Depois de mais de 25 anos de negociações, depois de tanto esforço diplomático, político e económico, não consigo aceitar que este acordo esteja à beira de ruir por indecisão, medo ou populismo.

Digo sem rodeios: se deixarmos cair este acordo, será um erro estratégico gigantesco para a Europa. E será um erro que pagaremos caro, não apenas agora, mas nas próximas décadas.

Ao ouvir os especialistas que participaram no Euro Américas Fórum, aquilo que deveria ser óbvio torna-se ainda mais claro: este acordo tem potencial para transformar a economia dos dois lados do Atlântico. Podíamos estar a criar uma zona económica de escala global, capaz de reforçar a nossa competitividade, abrir novos mercados, atrair investimento e consolidar relações que são, historicamente, naturais e benéficas para ambas as partes. A Europa ganharia alcance, influência, capacidade de negociação global. O Mercosul ganharia competitividade, tecnologia, sustentabilidade e estabilidade. É um daqueles raros acordos em que todos ganham.
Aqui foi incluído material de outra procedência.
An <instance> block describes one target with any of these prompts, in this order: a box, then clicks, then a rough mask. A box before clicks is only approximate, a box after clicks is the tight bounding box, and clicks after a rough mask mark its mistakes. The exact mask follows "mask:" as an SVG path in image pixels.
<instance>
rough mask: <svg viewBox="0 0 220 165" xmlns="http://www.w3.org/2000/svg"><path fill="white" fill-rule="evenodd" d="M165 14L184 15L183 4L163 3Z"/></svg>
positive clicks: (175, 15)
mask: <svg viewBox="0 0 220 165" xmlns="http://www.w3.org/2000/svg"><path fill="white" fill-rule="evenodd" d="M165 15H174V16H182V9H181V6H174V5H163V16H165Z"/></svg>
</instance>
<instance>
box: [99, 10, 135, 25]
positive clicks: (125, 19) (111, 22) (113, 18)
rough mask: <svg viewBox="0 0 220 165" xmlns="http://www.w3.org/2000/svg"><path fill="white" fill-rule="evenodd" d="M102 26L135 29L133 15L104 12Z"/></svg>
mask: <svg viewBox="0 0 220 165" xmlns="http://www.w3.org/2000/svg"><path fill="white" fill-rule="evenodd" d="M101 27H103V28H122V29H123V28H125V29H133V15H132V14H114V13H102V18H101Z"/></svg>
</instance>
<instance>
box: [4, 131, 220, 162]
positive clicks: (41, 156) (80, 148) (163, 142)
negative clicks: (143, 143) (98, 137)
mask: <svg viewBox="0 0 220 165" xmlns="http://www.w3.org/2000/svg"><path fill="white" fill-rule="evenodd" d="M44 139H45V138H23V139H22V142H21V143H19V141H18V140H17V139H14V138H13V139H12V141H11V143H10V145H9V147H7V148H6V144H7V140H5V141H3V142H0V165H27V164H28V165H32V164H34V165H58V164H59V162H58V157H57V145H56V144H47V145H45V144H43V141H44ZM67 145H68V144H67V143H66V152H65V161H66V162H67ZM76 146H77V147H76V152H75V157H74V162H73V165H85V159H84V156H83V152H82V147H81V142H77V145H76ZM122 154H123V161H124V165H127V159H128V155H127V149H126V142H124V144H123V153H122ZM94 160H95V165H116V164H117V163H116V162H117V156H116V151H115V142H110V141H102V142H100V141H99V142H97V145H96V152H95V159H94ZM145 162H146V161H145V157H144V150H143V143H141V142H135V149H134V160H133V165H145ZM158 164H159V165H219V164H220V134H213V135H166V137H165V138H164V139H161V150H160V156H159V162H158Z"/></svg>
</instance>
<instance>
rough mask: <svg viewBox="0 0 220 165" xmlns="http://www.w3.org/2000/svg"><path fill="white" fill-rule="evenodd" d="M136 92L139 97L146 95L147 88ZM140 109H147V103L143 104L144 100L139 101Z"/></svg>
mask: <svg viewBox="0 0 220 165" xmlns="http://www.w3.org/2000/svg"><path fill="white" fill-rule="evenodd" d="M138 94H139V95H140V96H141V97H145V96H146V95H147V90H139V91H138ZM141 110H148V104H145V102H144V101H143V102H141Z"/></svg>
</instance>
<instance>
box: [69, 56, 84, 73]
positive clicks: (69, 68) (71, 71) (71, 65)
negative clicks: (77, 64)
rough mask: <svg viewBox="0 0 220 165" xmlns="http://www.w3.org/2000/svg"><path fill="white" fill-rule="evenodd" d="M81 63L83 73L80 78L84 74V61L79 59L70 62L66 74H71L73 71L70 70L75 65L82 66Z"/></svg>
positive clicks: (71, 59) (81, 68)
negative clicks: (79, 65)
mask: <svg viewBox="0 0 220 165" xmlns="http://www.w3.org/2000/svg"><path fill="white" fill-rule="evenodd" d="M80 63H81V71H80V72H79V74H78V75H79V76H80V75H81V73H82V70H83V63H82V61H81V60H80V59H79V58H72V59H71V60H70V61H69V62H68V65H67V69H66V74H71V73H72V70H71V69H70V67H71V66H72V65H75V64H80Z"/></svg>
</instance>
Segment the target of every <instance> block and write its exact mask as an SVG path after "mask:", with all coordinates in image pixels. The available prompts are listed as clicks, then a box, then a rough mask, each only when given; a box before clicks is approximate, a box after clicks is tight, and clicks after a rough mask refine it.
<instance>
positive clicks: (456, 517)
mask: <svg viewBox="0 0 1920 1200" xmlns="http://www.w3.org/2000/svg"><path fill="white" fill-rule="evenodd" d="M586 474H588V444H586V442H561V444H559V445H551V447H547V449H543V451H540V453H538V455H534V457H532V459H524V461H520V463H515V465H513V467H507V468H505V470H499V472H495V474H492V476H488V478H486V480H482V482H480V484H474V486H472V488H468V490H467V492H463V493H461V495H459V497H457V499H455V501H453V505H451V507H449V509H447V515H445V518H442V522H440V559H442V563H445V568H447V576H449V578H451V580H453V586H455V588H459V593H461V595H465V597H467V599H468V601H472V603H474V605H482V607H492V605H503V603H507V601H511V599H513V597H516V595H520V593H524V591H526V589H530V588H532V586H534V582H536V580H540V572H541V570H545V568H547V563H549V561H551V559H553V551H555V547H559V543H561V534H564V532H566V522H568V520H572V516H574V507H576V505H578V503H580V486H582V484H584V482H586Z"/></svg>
E, ainda assim, continuamos bloqueados.

O que me assusta verdadeiramente não são as divergências técnicas. São as dinâmicas políticas. Vivemos numa era em que o populismo domina ciclos mediáticos, em que a desinformação se tornou arma, em que autocracias e regimes militares manipulam narrativas globais, em que o debate público é contaminado por medos fabricados. Há quem acredite, ou queira fazer acreditar, que abrir mercados é enfraquecer a Europa. É precisamente o contrário. Fechar-nos ao mundo é que nos torna irrelevantes.

Preocupa-me que, num momento em que o planeta vive um regresso ao protecionismo, ao nacionalismo e ao culto do “cada um por si”, a Europa não esteja a fazer o que sempre fez melhor: construir pontes, criar alianças, reforçar a sua influência através de cooperação, comércio e diplomacia.
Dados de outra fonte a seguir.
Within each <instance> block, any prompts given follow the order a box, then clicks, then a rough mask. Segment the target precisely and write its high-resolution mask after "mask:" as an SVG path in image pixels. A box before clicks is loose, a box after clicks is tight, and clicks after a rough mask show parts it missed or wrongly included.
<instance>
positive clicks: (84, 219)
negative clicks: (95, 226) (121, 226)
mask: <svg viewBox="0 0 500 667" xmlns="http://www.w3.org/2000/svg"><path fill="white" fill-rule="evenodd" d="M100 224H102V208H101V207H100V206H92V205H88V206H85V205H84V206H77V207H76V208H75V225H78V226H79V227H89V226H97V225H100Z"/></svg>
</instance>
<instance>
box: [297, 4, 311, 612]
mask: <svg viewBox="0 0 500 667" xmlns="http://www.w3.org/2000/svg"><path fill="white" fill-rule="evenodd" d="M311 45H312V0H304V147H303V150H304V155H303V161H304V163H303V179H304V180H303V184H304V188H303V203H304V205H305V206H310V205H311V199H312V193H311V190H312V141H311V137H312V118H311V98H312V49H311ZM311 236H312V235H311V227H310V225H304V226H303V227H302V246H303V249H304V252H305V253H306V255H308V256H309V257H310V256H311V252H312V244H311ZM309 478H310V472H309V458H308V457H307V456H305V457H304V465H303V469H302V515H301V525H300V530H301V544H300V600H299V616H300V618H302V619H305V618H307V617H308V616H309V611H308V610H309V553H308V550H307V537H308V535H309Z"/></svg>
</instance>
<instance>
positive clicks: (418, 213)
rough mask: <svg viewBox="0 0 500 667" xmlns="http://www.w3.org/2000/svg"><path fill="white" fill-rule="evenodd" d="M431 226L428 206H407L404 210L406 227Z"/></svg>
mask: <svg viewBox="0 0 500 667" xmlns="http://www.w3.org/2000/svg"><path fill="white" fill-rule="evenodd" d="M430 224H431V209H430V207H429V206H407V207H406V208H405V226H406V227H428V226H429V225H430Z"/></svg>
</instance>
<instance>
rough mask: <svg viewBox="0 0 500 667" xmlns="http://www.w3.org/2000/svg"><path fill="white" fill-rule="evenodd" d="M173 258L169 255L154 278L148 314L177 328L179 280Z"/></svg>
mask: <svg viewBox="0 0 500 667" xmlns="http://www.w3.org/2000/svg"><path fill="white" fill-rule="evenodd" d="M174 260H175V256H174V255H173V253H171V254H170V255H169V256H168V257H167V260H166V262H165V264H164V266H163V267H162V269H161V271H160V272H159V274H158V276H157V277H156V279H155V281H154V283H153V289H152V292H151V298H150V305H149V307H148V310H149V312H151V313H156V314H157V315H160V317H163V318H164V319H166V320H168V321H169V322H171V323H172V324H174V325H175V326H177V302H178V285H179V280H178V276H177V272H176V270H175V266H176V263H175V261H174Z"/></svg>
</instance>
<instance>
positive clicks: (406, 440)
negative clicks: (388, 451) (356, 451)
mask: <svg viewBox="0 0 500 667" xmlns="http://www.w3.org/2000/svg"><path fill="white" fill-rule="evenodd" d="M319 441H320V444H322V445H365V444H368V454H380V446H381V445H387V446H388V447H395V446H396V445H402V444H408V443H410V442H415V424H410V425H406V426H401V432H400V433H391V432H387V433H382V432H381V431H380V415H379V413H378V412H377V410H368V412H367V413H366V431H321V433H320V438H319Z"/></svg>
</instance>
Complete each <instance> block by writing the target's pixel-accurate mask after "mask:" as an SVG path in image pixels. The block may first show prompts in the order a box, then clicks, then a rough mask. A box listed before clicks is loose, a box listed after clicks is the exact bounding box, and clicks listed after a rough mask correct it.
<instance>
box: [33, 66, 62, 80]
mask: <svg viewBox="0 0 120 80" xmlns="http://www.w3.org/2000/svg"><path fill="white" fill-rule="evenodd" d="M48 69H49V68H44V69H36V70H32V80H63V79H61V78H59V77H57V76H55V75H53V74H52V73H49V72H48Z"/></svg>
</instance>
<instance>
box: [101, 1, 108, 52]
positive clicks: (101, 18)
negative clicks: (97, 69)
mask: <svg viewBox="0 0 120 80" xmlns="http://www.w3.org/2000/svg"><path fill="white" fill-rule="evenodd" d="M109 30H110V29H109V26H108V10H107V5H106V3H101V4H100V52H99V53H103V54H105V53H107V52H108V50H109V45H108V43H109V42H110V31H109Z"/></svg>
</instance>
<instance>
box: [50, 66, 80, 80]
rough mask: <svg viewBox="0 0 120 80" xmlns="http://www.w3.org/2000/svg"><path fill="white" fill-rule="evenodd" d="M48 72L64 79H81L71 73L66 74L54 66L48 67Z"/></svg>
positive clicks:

É doloroso admitir isto, mas a verdade é que, se chegarmos a dezembro sem acordo, será um falhanço rotundo. E um falhanço evitável.

Um falhanço porque deixaremos escapar a oportunidade de criar uma das maiores zonas de comércio livre do mundo. Um falhanço porque ficaremos atrás de outros blocos que avançam sem hesitações. Um falhanço porque, numa época marcada por potências militares que recorrem à força, à desinformação e à intimidação, a União Europeia não pode dar sinais de fraqueza estratégica. Um falhanço porque, quando mais precisávamos de unir democracias abertas, estaremos a dar um presente às forças que desejam ver-nos divididos.

E, acima de tudo, será um falhanço porque este acordo representa algo muito maior do que tarifas e quotas. Representa uma visão de mundo baseada no que nos une: valores, comércio transparente, sustentabilidade, diálogo, cooperação. Representa a ideia de que Europa e América Latina podem ser mais do que parceiros ocasionais. Podem ser um polo de estabilidade, liberdade e prosperidade num mundo cada vez mais instável.

Custa-me aceitar que depois de tanto trabalho, tantos avanços e tantos anos de negociações, tudo isto possa desaparecer num sopro político. Seria transformar uma oportunidade histórica numa nota de rodapé. Seria trocar o futuro pela hesitação. Seria permitir que medos pequenos tomassem decisões grandes.

Acredito sinceramente que este acordo é mais do que importante. É urgente. É estratégico. É a Europa a afirmar-se. E é o Mercosul a consolidar-se. É o tipo de acordo que mostra que o mundo democrático ainda sabe trabalhar junto. Espero que não deixemos esta oportunidade escapar. Porque, se o fizermos, aquilo que hoje é apenas preocupação pode transformar-se amanhã em arrependimento.